Les contrôles aux frontières allemandes polluent l’esprit de Schengen et gênent les frontaliers. Mais le Luxembourg n’entamera pas de procédure contentieuse.
Faut-il passer à la vitesse supérieure contre l’Allemagne à cause des fermetures de frontières le long du Luxembourg ? C’est en substance la question que pose le député déi gréng Meris Sehovic au ministre des Affaires étrangères, Léon Gloden. Depuis le 16 septembre dernier, les autorités allemandes ont décidé de donner un tour de vis concernant les contrôles aux frontières. L’objectif : lutter notamment contre l’immigration clandestine alors que le pays est secoué par la montée de l’extrême droite et l’AfD. Les partis politiques au pouvoir ont donc décidé aussi d’agir devant ce qui semblait être une demande forte d’une partie de l’électorat du pays. Pour ce faire, les forces de l’ordre surveillent désormais les frontières et cela gêne tout particulièrement le transit des frontaliers qui se rendent au travail au Grand-Duché.
Dans sa question parlementaire, Meris Sehovic rappelle que le 14 février dernier, le gouvernement luxembourgeois a officiellement saisi la Commission européenne pour contester la prolongation des contrôles aux frontières décidée par l’Allemagne. «Cette démarche faisait suite à de nombreuses alertes exprimées par le Grand-Duché sur les effets néfastes de ces contrôles pour les travailleurs frontaliers, la coopération transfrontalière et l’esprit de Schengen», rappelle l’élu.
Meris Sehovic souligne qu’en mars, le Bayerische Verwaltungsgerichtshof (tribunal administratif bavarois) a invalidé les grandes lignes de l’argumentation utilisée par l’Allemagne pour justifier les contrôles initiés déjà en 2022 à la frontière germano-autrichienne. «Il s’agit de la même argumentation utilisée pour justifier les contrôles à la frontière avec le Luxembourg», souligne le député, qui se demande si cette jurisprudence peut appuyer l’argumentation luxembourgeoise auprès de la Commission européenne et faire «plier» Berlin concernant ces contrôles.

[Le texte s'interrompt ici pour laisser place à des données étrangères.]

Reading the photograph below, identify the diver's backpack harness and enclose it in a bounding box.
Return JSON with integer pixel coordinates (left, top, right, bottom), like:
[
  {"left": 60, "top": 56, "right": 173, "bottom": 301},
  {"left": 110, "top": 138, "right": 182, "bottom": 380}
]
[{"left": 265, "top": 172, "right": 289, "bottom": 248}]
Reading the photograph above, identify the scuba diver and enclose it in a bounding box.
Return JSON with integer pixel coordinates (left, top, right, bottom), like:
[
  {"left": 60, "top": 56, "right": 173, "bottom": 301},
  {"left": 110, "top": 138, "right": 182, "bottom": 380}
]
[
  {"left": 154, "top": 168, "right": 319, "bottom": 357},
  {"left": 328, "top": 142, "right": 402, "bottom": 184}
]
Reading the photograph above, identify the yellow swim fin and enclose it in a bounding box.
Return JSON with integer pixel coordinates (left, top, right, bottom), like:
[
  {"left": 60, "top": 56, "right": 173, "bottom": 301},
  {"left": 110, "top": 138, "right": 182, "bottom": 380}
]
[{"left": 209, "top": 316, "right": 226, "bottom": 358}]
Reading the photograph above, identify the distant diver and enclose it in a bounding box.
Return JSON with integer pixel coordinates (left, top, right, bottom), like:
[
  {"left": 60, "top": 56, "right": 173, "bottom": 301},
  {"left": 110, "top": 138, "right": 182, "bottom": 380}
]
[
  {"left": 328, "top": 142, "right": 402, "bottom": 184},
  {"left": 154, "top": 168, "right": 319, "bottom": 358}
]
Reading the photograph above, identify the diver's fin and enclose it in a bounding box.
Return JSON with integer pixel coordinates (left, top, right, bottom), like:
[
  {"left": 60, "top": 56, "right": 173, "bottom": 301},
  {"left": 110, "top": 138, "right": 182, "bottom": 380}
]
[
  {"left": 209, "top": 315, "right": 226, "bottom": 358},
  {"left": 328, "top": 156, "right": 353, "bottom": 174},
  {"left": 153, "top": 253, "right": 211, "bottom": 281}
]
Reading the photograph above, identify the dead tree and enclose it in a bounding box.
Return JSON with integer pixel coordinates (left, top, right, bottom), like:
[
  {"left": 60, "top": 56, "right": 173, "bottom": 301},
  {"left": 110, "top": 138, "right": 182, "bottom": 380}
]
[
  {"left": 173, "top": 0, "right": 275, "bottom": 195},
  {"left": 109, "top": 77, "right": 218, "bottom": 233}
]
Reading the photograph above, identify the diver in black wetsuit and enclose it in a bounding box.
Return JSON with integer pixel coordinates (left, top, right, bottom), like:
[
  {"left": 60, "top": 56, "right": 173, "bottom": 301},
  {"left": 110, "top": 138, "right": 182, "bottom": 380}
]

Des frontières dans les esprits
Le ministre Léon Gloden a répondu que ce ne sera pas le cas. Il a néanmoins tenu à préciser d’emblée que la position du gouvernement luxembourgeois concernant la décision de l’Allemagne de renforcer les contrôles aux frontières et de déployer des forces supplémentaires de la «Bundespolizei» aux frontières reste inchangée. Pour lui, le code Frontières-Schengen doit être respecté et le gouvernement «désapprouve des contrôles aux frontières intérieures qui ne sont pas nécessaires et disproportionnés et il attend un avis de la Commission européenne à ce sujet». Pour le ministre Léon Gloden, il est indispensable d’appuyer un renforcement des contrôles aux frontières extérieures au lieu de disperser les efforts aux frontières intérieures.
Et, dans cet esprit, «il faut éviter de perturber le trafic transfrontalier, dans l’intérêt de la vie quotidienne des habitants de la Grande Région». L’initiative allemande a également une autre fâcheuse conséquence pour Léon Gloden : «Il ne faut pas que des frontières se recréent dans l’esprit des gens, dans l’intérêt de l’espace Schengen et de l’intégration européenne.» «L’objectif est que Schengen puisse continuer à vivre», selon lui, tout en rappelant que son ministère a mis en place une adresse électronique spécifique à laquelle les citoyens et les frontaliers peuvent envoyer leurs commentaires sur les contrôles aux frontières (grenzkontrollen@gouvernement.lu). «Les commentaires des citoyens et des frontaliers sont destinés à contribuer à une coopération positive entre les autorités compétentes», précise-t-il.
Concernant l’arrêt du Bayerischer Verwaltungsgerichtshof (BayVGH), le gouvernement en prend acte mais, «comme il l’a été rappelé à maintes reprises», le Luxembourg n’entamera pas de procédure contentieuse. Le Grand-Duché veut ainsi poursuivre un «échange constructif» avec le gouvernement allemand. «Par ailleurs, je continue à réaffirmer, au sein des Conseils européens « Justice et Affaires Intérieures« et au-delà la volonté du Luxembourg de moderniser la coopération policière avec ses pays voisins et de conclure des accords bilatéraux régissant le transfert réciproque des personnes qui franchissent illégalement les frontières, afin de pouvoir normaliser la situation aux frontières intérieures de l’espace Schengen», insiste le ministre.